In the vote in the parliament in Strasbourg, 101 MEPs approved the censure motion filed by eurosceptic parties, 461 voted against it and 88 abstained, parliament president Martin Schulz said.
One group of lawmakers held up red banners saying "No Tax Havens" just seconds before the vote, but were ordered to remove them.
The motion focused on revelations from a journalistic investigation that showed Luxembourg gave tax deals to dozens of global firms during Juncker's 19 years as prime minister of the tiny duchy.
Juncker and his team of 27 commissioners, who took office on November 1, had been virtually certain to survive the vote as major political groups had already said they opposed the censure motion.
The motion required a majority of two-thirds of MEPs to pass.
But it still took some of the lustre off Juncker's announcement a day earlier of a giant 315-billion-euro ($380 billion) investment plan aimed at jumpstarting the stalling EU economy.
It also came just two days after Pope Francis criticised the "bureaucratic technicalities" strangling the European dream, in a blistering speech to the same parliament.
Critics say political veteran Juncker is too much of a Brussels insider to restore the faith of increasingly sceptical European voters who turned to anti-EU parties in European Parliament elections in May.
Many of those parties -- Italian comedian Beppe Grillo's Five Star movement, Nigel Farage's UK Independence Party and French far-right leader Marine Le Pen's group -- were behind the censure motion.
- 'Aggressive tax avoidance' -
The motion said that they have "no confidence in Mr Juncker as the President of the European Commission".
"It is intolerable that a person who has been responsible for aggressive tax avoidance policies should serve as President of the European Commission," it adds.
The Commission, the European Union's executive arm, is arguably the most powerful institution in Brussels with influence over laws and policies that affect more than 500 million people across 28 countries in what is the world's largest economy.
The Luxleaks investigation revealed thousands of leaked files that showed Luxembourg allowed hundreds of top companies -- including Apple, Pepsi, IKEA and Heinz -- to enjoy tax breaks during Juncker's time as premier.
Juncker has firmly denied any wrongdoing.
When Euro MPs debated the motion on Monday, he repeated a vow to tighten measures against tax avoidance and tax fraud.
"The commission that I have the honour of leading will fight tax evasion and tax fraud.
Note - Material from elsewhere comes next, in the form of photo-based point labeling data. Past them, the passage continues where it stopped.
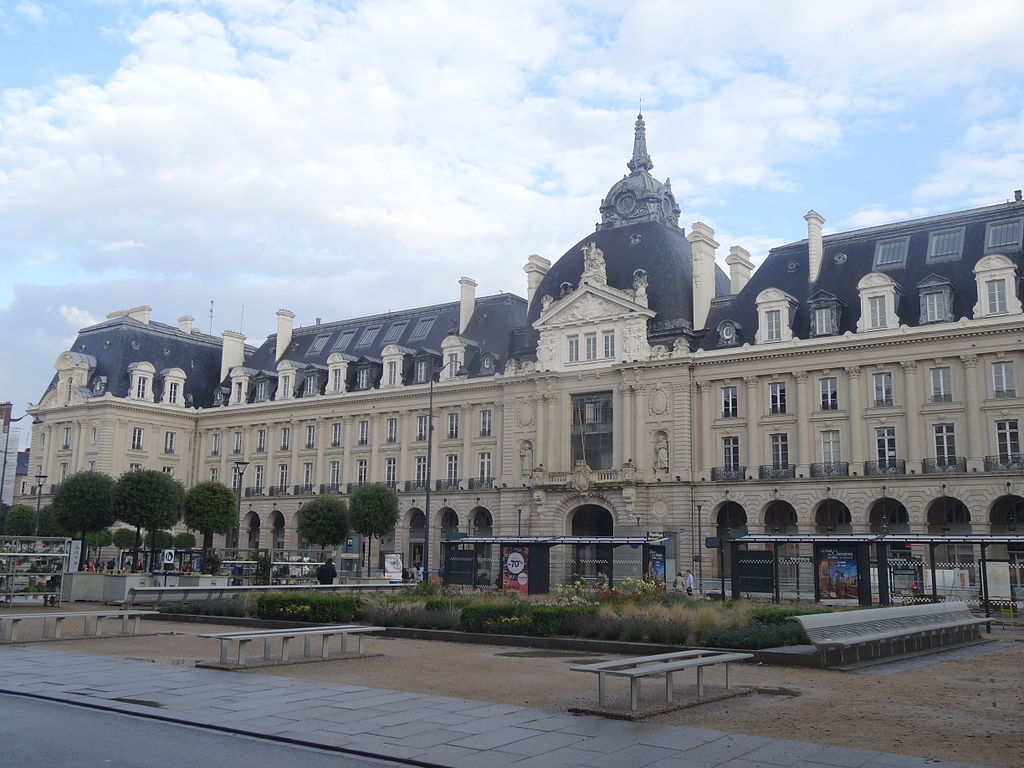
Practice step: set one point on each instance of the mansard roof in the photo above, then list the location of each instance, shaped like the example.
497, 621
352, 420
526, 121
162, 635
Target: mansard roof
848, 257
Don't doubt my word," Juncker told parliament.
But he also begged lawmakers to "please stop insulting me" after Marine Le Pen compared him to US gangster Al Capone.
Juncker's supporters said the vote is an "exercise in self-promotion" by the eurosceptics.
There have only been nine previous censure motions against the European Commission since 1979, European Parliament officials said.
In 1999 the commission led by Jacques Santer resigned over corruption allegations to avoid a no confidence vote.